On the other hand, if I had a scripting endpoint from clang, [1], I would have used that to make a batch processor for even a repetition as small as 10 and wouldn’t have thought once about AI.
which would have taggified parts of code (in the same tone as “parts of speech”) like functions declaration, return type, function name, type qualifier etc. ↩︎
Well, this kind of AI won’t ever be useful as a programmer. It doesn’t think. It doesn’t reason. It cannot make decisions besides using a ton of computational power and enormous deep neural networks to shit out a series of words that seem like they should follow your prompt. An LLM is just a really, really good next-word guesser.
So when you ask it to solve the Tower of Hanoi problem, great it can do that. Because it saw someone else’s answer. But if you ask it to solve it for a tower than is 20 disks high it will fail because no one ever talks about going that far and it flounders. It’s not actually reasoning to solve the problem - it’s regurgitating answers it has ingested from stolen internet conversations. It’s not even attempting to solve the general case because it’s not trying to solve the problem, it’s responding to your prompt.

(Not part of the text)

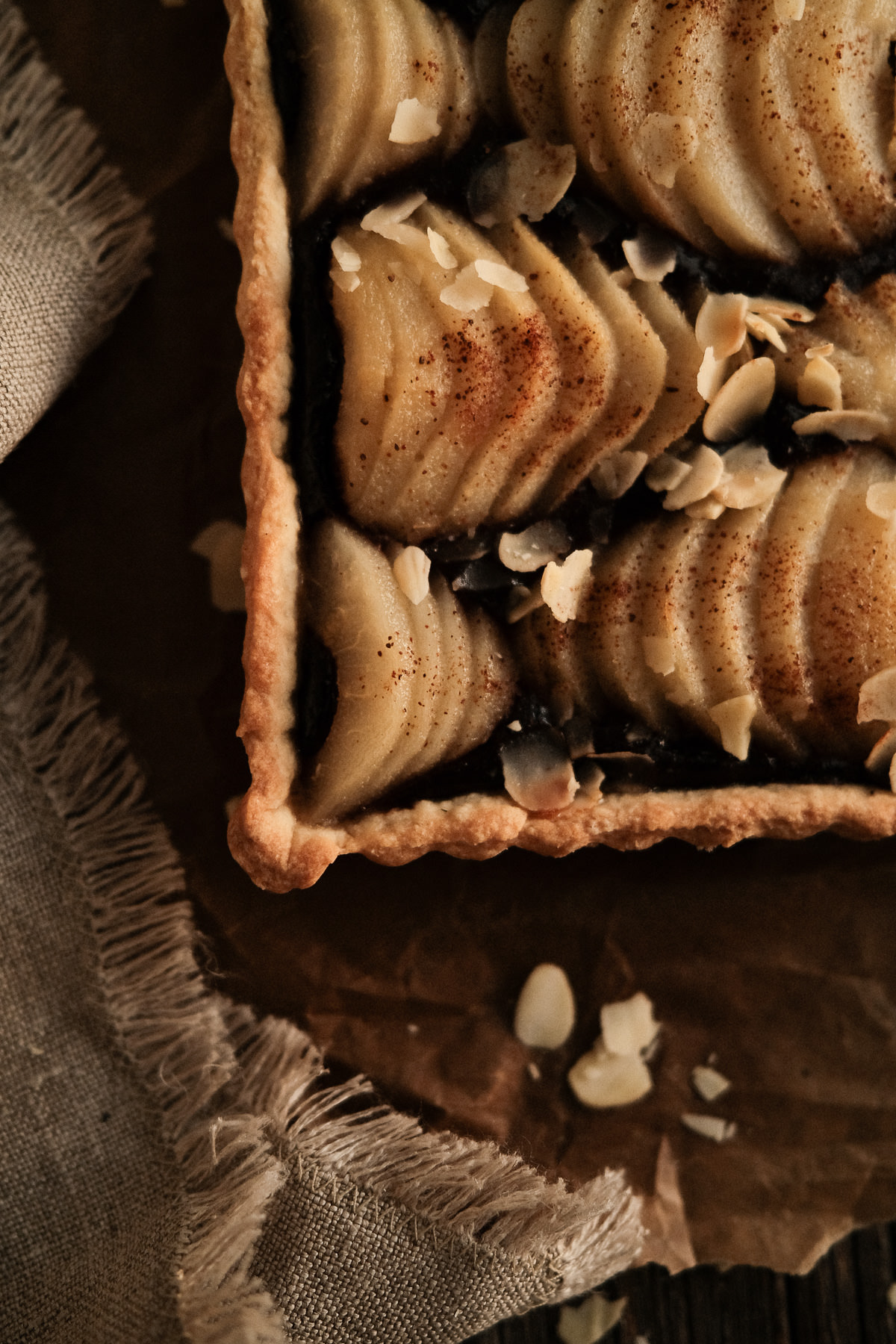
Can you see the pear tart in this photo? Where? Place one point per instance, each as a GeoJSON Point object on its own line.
{"type": "Point", "coordinates": [597, 538]}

That said - an LLM is also great as an interface to allow natural language and code as prompts for other tools. This is where the actually productive advancements will be made. Those tools are garbage today but they’ll certainly improve.
It already is.
You mean useful to a programmer, or as useful as a programmer?
Ah - yeah I read that wrong. It’s useful to a programmer.

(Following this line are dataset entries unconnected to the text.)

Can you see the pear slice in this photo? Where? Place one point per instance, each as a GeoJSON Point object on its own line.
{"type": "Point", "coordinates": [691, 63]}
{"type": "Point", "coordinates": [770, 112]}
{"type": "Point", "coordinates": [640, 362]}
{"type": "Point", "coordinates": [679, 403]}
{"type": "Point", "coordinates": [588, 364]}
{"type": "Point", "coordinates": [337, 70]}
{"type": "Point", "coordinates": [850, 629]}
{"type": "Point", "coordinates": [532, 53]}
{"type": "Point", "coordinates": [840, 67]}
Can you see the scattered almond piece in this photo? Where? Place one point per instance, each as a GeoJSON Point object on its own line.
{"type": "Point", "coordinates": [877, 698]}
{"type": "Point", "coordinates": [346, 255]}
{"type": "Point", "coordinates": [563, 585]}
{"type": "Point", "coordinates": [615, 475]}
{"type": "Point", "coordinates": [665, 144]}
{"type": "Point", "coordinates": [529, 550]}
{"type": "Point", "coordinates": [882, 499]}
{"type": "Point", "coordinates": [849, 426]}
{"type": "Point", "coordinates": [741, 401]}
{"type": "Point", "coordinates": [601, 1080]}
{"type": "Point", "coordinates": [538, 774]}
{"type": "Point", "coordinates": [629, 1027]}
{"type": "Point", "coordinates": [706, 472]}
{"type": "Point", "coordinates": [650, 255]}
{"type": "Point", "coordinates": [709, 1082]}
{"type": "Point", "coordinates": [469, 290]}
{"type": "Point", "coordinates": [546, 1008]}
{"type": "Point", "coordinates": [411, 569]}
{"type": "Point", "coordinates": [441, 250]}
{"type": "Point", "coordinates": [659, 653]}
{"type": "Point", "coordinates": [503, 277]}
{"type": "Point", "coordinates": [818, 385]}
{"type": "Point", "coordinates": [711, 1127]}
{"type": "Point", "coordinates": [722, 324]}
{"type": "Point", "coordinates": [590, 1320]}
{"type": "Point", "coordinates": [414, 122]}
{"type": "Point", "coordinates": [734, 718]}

I explicitly meant “as”. It’s great as autocomplete. Not as an agent to complete programming tasks.
I love the weird need to downplay just how good AIs are by calling them “autocomplete”.
Did you even read my earlier comment?
My productivity has at least tripled since I started using Cursor. People are actually underestimating the effects that AI will have in the industry
It means the AI is very helpful to you. This also means you are as good as 1/3 of an AI in coding skills…
Which is not a great news for you mate.
Ah knock it off. Jesus you sound like people in the '90s mocking “intellisense” in the IDE as somehow making programmers “less real programmers”.
It’s all needless gatekeeping and purity test BS. Use tools that are useful. Don’t worry if it makes you less of a man.
It’s not gate keeping it is true. I know devs that say ai tools are useful but all the ones that say it makes them multiples more productive are actually doing negative work because I have to deal with their terrible code they don’t even understand.
The devs I know use it as a tool and check their work and fully understand the code they’ve produced.
So your experience vs. mine. I suspect you just work with shitty developers who would be producing shitty work whether they were using AI or not.
True, I use some local model by Jetbrains that only completes a single line and that’s my sweet spot, it usually guesses the line well and saves me some time without forcing me to read multiple lines of code I didn’t write.
Tripled is an understatement for me. Cursor and Claude Code are a godsend for OE for me.